The groups will focus on “long-term ecological restoration” in the region, the Interior official said, which in turn is expected to support water supplies in the drought-stricken region.

“We’re trying to make it as healthy as possible and restore things like wetlands, natural stream channels [and] forested watershed that retain water in that upper part of the watershed,” the official explained. “We have these big massive wetland complexes that we want to keep wet. And by doing that we benefit farmers, we benefit fish, we benefit waterfowl [and] we benefit the communities that are surrounding the natural assets in the Klamath Basin.”

The MOU does not specifically address the Klamath Project, which the Bureau of Reclamation operates to deliver water to 230,000 acres of farmland in Oregon and California.

But the Interior official suggested the new coalition could benefit efforts to update operating plans for that project.

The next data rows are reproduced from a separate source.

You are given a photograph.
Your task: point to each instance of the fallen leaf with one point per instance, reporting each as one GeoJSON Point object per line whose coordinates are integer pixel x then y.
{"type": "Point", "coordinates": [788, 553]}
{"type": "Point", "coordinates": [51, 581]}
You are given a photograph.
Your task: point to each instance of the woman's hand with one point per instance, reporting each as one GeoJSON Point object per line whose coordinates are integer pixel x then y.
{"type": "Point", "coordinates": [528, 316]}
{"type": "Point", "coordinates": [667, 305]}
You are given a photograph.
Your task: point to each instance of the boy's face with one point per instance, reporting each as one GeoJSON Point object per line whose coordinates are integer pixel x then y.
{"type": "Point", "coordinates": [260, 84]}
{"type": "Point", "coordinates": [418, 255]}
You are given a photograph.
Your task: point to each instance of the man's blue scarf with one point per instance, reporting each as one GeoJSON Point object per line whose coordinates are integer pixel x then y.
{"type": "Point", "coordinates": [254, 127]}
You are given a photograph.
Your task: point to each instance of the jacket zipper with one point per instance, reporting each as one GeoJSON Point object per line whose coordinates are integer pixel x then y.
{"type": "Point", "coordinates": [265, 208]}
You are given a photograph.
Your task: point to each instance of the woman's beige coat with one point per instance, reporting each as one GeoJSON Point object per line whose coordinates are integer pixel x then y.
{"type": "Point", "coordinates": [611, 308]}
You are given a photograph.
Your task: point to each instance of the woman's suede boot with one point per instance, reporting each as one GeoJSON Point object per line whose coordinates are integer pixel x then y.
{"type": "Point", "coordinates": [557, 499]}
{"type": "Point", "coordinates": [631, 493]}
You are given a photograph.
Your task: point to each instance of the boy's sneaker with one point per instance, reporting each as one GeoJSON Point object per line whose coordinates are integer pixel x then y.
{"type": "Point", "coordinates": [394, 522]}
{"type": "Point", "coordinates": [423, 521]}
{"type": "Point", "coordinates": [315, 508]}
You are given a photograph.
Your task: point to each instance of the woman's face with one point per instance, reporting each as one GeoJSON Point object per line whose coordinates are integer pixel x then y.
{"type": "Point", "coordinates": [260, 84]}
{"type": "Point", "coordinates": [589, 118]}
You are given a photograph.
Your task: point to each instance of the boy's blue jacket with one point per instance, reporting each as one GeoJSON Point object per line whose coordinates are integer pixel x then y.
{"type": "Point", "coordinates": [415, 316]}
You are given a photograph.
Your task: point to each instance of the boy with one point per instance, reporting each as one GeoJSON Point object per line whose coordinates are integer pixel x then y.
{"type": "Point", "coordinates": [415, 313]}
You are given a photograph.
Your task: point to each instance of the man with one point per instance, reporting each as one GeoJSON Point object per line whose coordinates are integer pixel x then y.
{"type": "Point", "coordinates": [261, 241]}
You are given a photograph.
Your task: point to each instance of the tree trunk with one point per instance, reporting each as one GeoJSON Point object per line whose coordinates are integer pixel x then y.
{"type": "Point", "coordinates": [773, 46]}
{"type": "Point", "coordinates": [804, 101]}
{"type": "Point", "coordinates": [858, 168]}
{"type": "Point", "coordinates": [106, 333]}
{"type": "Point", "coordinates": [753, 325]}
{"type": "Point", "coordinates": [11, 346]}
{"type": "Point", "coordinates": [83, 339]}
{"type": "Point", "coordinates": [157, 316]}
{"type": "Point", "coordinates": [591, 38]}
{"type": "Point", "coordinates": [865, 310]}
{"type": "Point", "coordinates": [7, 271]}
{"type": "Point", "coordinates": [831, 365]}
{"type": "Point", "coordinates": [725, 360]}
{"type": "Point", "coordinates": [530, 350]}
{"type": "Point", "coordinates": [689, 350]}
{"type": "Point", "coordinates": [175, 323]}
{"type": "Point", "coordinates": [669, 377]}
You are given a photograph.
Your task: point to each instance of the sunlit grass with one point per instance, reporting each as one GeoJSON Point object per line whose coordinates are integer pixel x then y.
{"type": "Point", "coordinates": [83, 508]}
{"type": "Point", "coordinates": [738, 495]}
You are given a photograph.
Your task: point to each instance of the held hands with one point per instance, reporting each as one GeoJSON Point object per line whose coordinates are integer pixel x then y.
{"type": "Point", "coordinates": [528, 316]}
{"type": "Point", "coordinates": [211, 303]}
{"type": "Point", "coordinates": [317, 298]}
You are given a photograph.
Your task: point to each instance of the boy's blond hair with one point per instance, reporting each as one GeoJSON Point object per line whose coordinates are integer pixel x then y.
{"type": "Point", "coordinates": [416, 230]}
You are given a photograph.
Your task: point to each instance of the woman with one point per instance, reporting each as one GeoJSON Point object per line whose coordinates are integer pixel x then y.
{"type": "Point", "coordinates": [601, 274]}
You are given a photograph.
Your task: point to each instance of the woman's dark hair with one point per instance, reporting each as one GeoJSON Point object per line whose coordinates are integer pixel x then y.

“The core parties of this MOU are also core parties to understanding our new approach for developing biological opinions and an operational plan for the project,” the official said, noting that the Klamath Project also involves other federal agencies like NOAA, additional tribal nations and local governments.

The official added: “I think we are in a better place as far as everybody working together and understanding the process than we have been in past cycles.”

Reclamation is also set to announce “significant additional funding throughout the region” for agricultural water users in the near future, the official said.

“The Bureau of Reclamation has resources that can be applied to a variety of projects from aligning water supply and demand to on-farm efficiency to upgrading agriculture infrastructure systems,” the official said.

Disputes over water allocations in the Klamath Basin have often landed in federal court, including a pair of lawsuits filed by the Klamath Irrigation District over Reclamation’s management of Oregon’s Upper Klamath Lake.

The Supreme Court declined to hear both cases, rejecting the second bid last month.